TEMPO.CO, Bandung - Kepala Lembaga Penerbangan dan Antariksa Nasional (LAPAN) Thomas Djamaluddin mengatakan, ada kemiripan laporan warga soal suara ledakan di Buleleng, Bali, dengan peristiwa jatuhnya benda langit di Bone, Sulawesi Selatan, pada 2009. Beberapa kemiripan itu seperti dentuman yang terdengar meluas, dan menggetarkan kaca-kaca rumah. Getarannya pun sama-sama tertangkap alat pencatat gempa.
Thomas menuturkan, pada 8 Oktober 2009 warga Kabupaten Bone, Sulawesi Selatan, mendengar ledakan yang disertai getaran pada kaca-kaca di rumah. Warga juga melihat jejak asap di langit. LAPAN awalnya hanya menduga benda asing itu adalah meteor.
Baca juga:
Terungkap, Asal Sebenarnya Sampah Roket Terdampar di Pantai Kalimantan
Dugaan itu akhirnya mendapat bukti dari peneliti NASA yang menggunakan data infrasound. “Data infrasound mengindikasikan adanya asteroid jatuh yang diperkirakan berdiameter 10 meter,” ujarnya, Minggu malam 25 Januari 2021.
Belakangan, saat itu, diketahui juga bahwa seismograf BMKG terdekat merekam ledakan sebagai anomali pada alatnya. Jika diterjemahkan, getaran itu memiliki kekuatan Magnitudo 1,9.
Pada Minggu pagi, 24 Januari 2021, warga mendengar suara ledakan di Buleleng dan sekitarnya. “Ditambah kesaksian warga lain yang melihat benda bercahaya di langit jatuh di laut,” kata Thomas. Seismograf BMKG juga mencatat anomali dengan getaran setara 1,1 Magnitudo.
Dari kejadian di Bone, LAPAN menduga ledakan di Buleleng juga disebabkan adanya asteroid besar yang jatuh. Asteroid itu, Thomas menerangkan, menimbulkan gelombang kejut yang terdengar sebagai ledakan. “Diduga asteroid tersebut berukuran beberapa meter, lebih kecil daripada asteroid Bone,” kata dia.
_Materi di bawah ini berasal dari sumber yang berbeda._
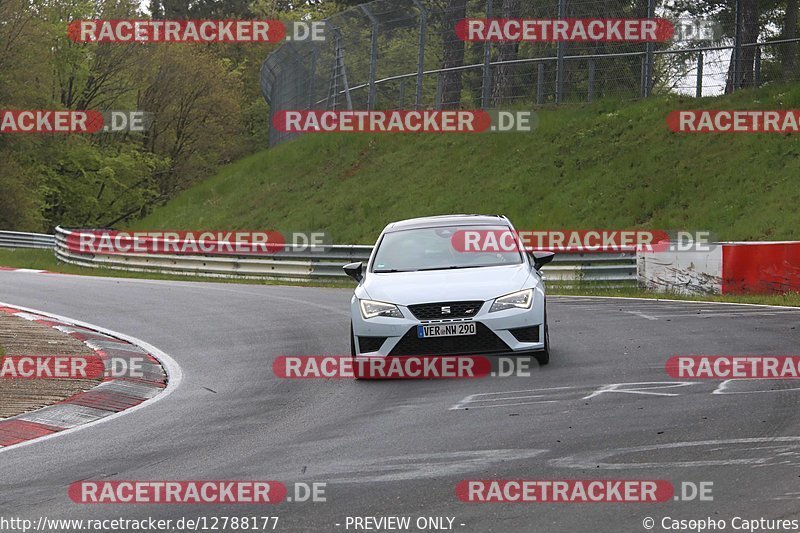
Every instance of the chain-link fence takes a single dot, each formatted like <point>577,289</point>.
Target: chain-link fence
<point>405,54</point>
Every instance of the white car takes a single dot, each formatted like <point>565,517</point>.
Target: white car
<point>420,295</point>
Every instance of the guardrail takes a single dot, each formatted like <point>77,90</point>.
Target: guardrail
<point>19,239</point>
<point>608,269</point>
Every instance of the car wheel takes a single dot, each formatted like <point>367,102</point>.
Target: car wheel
<point>356,373</point>
<point>543,357</point>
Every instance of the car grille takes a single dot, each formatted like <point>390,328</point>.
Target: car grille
<point>434,311</point>
<point>370,344</point>
<point>527,334</point>
<point>484,342</point>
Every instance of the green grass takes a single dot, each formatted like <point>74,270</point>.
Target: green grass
<point>605,165</point>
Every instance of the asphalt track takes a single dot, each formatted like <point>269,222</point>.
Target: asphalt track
<point>400,447</point>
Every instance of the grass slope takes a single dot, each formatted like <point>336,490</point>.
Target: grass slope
<point>605,165</point>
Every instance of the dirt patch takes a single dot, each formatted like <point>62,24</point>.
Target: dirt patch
<point>24,337</point>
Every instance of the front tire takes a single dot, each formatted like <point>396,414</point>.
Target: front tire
<point>356,373</point>
<point>543,357</point>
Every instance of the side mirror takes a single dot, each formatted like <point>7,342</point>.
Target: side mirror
<point>541,258</point>
<point>355,271</point>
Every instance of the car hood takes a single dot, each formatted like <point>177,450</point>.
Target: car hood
<point>407,288</point>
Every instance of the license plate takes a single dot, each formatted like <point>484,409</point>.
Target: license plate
<point>446,330</point>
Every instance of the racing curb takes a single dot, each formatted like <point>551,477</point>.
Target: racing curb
<point>113,397</point>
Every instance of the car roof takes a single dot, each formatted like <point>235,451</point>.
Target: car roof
<point>447,220</point>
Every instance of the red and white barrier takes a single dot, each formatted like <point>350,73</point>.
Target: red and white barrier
<point>725,268</point>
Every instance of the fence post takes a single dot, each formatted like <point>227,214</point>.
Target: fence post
<point>540,84</point>
<point>373,59</point>
<point>699,85</point>
<point>423,29</point>
<point>487,67</point>
<point>560,52</point>
<point>312,86</point>
<point>648,79</point>
<point>737,50</point>
<point>757,73</point>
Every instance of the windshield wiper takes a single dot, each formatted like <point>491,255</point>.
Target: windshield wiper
<point>451,267</point>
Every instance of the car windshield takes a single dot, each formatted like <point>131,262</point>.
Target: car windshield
<point>433,249</point>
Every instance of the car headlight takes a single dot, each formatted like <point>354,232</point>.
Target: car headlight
<point>519,300</point>
<point>371,309</point>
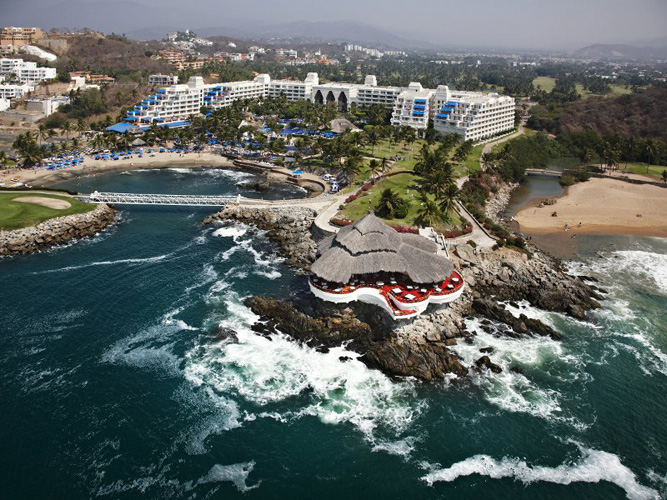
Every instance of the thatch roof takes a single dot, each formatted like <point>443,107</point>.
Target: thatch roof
<point>370,246</point>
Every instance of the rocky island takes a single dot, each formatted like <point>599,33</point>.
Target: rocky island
<point>418,347</point>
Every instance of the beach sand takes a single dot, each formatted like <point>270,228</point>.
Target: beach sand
<point>602,206</point>
<point>44,178</point>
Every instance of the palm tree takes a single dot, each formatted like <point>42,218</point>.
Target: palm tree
<point>66,128</point>
<point>429,213</point>
<point>447,202</point>
<point>373,167</point>
<point>4,159</point>
<point>42,132</point>
<point>487,160</point>
<point>650,148</point>
<point>81,126</point>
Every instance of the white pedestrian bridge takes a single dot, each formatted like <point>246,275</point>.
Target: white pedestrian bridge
<point>192,200</point>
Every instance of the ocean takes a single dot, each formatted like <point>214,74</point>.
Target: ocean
<point>117,382</point>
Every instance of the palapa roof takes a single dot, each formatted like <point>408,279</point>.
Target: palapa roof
<point>371,246</point>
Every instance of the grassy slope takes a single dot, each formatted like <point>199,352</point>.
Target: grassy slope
<point>654,171</point>
<point>14,215</point>
<point>401,183</point>
<point>547,84</point>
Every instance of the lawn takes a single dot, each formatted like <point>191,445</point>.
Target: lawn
<point>616,90</point>
<point>15,215</point>
<point>546,83</point>
<point>654,171</point>
<point>402,184</point>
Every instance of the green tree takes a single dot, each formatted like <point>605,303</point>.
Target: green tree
<point>391,205</point>
<point>428,214</point>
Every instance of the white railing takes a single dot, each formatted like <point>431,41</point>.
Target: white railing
<point>159,199</point>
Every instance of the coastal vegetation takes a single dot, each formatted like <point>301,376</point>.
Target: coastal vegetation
<point>15,215</point>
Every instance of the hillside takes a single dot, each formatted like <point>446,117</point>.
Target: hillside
<point>639,115</point>
<point>619,51</point>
Sebelumnya warga Buleleng dan sekitarnya di Bali saling melaporkan sambil bertanya-tanya di media sosial kepada BMKG perihal suara ledakan keras atau dentuman yang terdengar meluas. Beragam spekulasi muncul dari peledakan di waduk, ban meletus, hingga muncul kesaksian warga soal benda yang jatuh dari angkasa ke Laut Bali.
Dari laporan yang masuk, BMKG memeriksa sinyal seismik, khususnya terhadap sinyal seismik dari sensor di wilayah Bali. Hasil monitoring BMKG menunjukkan adanya anomali sinyal seismik yang tercacat pada sensor seismik Singaraja pada pukul 10.27 WITA. Rekaman seismik itu memiliki durasi sekitar 20 detik.
“Melihat anatomi seismogramnya tampak bahwa sinyal seismik tersebut bukanlah sinyal gempa bumi tektonik,” kata Daryono, Koordinator Bidang Mitigasi Gempa Bumi dan Tsunami BMKG.
Baca juga:
Ini Sebab Rafale Nekat Ciptakan Dentuman yang Gegerkan Paris
Getaran itu setara kekuatan 1,1 magnitudo lokal. Sementara sejak pukul 08.00 hingga 12.00 WITA tidak ada aktivitas gempa di wilayah Bali. Berbeda dari Thomas dan LAPAN, Daryono mengatakan, “Terkait dentuman yang terdengar di wilayah Buleleng, BMKG belum dapat mengkonfirmasi penyebab sesungguhnya.”